Wie liquidiert man eine UG?

In Deutschland werden pro Jahr annähernd so viele Unternehmen liquidiert wie neu gegründet. Die Gründe dafür sind vielfältig. Eine beliebte Unternehmensform, die häufig betroffen ist, ist die Unternehmergesellschaft, meist als UG (haftungsbeschränkt) bezeichnet, aber auch als Mini- oder 1-Euro-GmbH bekannt. In zahlreichen Situationen kann es Sinn machen, eine UG wieder aufzulösen.

Gründe für die Liquidation einer UG

Erfüllt der Erfolg des Unternehmens nicht die Erwartungen der Gründer und können trotz aller Anstrengungen keine ausreichenden Gewinne erzielt werden, wird die Fortführung einer UG aus wirtschaftlichen Gründen bald aussichtslos und zu einer finanziellen Belastung der Inhaber.
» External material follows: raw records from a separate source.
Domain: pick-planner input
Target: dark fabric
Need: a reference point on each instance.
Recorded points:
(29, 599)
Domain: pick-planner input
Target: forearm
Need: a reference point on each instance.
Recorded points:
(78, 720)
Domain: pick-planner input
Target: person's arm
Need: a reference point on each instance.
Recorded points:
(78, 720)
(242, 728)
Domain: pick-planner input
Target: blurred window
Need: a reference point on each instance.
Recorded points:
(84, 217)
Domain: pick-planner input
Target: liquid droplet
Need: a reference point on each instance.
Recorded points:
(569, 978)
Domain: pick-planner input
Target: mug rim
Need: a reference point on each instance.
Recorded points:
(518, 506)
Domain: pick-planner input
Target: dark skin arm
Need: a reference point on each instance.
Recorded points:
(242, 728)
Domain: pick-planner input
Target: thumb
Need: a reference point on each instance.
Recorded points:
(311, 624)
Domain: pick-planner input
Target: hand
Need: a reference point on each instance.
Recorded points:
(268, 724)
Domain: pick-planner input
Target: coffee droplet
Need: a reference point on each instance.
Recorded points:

Dann ist die Schließung in der Regel die sinnvollste Entscheidung.

Ein anderer Fall liegt vor, wenn die UG seit geraumer Zeit lediglich noch ein Schattendasein führt und die UG nach dem Verkauf der vorhandenen Vermögensgegenstände beendet werden soll. Selbst die Auflösung einer erfolgreichen UG kann Sinn machen, wenn ein Verkauf geplant ist, aber am Markt kein geeigneter Interessent gefunden werden kann. Wenn in diesem Fall die laufenden Betriebskosten gestoppt werden sollen, kommt ebenfalls ein Ende der Rechtsverhältnisse in Betracht.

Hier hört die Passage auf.